How would labour be valued?

The basic idea is that we break down each labor type to unskilled labor depending on the average time it takes to become skilled in each job. Then people get vouchers according to their unskilled labor time on the job.

Organize a tribe then work your way up from there.

How is labour valued in a tribal setting? You take more than you give and you stand to lose the protection that living in numbers provides.

But is there a burden on giving more than you take?

Standardization and industrialization makes the product of Worker A and the product of Worker B indistinguishable. One widget is the same as another widget. The inequality evaporates under mass production.

so how do you reward the overperforming worker specifically? >Because you cannot give them more resources than the underperforming worker without initiating some system that will lead to the creation of an upper class again, right?
Marxists don't care about equality, reread . Of that is too complicated, en.m.wikipedia.org/wiki/To_each_according_to_his_contribution

Again, Marxists don't care about equality. But to entertain this, understand that quality control doesn't just dissappear under socialism. Both workers still have to to be above or within a certain standard as in any industry and a manufactured product must be within proper tolerances to be accepted. If a worker goes beyond what is required and proves himself as such, he can be rewarded either by recognition or resources. The USSR pre-Khrushchev did as such en.m.wikipedia.org/wiki/Stakhanovite_movement

Fuck, just realized how much I messed up that formating. You get what I was saying.

Look, if you didn't know what the LTV is you should have just said so, and I would have explained it more to you.
And, looking at this thread, a lot of you need to have this explained to you.
If in an average hour, 300 watches are made of an average quality, then the worker should receive an hour as payment. If, in an hour, 300 watches are made of below average quality, the worker should recieve less than an hour of labor.
These values would have to be determined on an "individual" scale.

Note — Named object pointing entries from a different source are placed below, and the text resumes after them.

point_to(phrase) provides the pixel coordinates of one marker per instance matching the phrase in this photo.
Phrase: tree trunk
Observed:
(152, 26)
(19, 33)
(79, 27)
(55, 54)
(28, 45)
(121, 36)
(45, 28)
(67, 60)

This is obtuse and bad writing, and it is a clear misinterpretation of what Marx wrote there.

Marxists don't though, "equality" is a nebulous and ultimately liberal concept.
marxists.org/archive/marx/works/1875/letters/75_03_18.htm

I might be an absolute brainlet but I don't get this
what the fuck is he even saying? that different people are not equal in terms of labour quantity and quality but the worth of their labour should still be measured in labour time?

I always thought Marx was shit at writting/explaining, or maybe it's just difficult to translate 150 years old german texts, I don't know.

You probably are stumped because you suspect there must be something particularly clever or creative in that quote, but there really isn't. The good side is that it looks really workable. The hypothetical society in the following is the imagined communist one, just arising out of capitalism (as it existed back then).
Intensity: Alice and Bob work the same physical job at the same place and work the same amount of hours, have the same reliability and so on, but one aspect is different: Alice only works at 3/4 the speed of Bob. Then, Alice only has only a right to 3/4 of the reward of Bob.
Duration: Bob and Carl work the same job at the same reliability and speed, but Carl works a few more hours than Bob, 20 % longer, so he gets more reward. Alice gets 75 % of what Bob gets, Carl gets 120 %.

(When capitalism apologists talk about incentives, these distinctions are their go-to examples. But it's silly to bring up these in defense of capitalism, because these distinctions also existed in the GDR etc. and also with only this stuff you never get to somebody having ten times the salary of another person. It's a non sequitur to talk about these distinctions as if they could justify passive income from being a landlord.)

Is this as good as it can get? Marx goes on that people have different needs:
Income strictly according to job performance wouldn't help with that. He expected that early post-capitalist society would largely, but not completely, operate on the principle to each according to contribution (it's not completely that way, since he mentioned deductions), and as society and technology develop more, the part of income that is distributed according to need will grow.

yeah but those examples are very simple, what about services? what about office workers? how do you measure the average amount of time required to give a massage?
or how do you measure the average time spent on each person's contribution to something that requires several people to produce?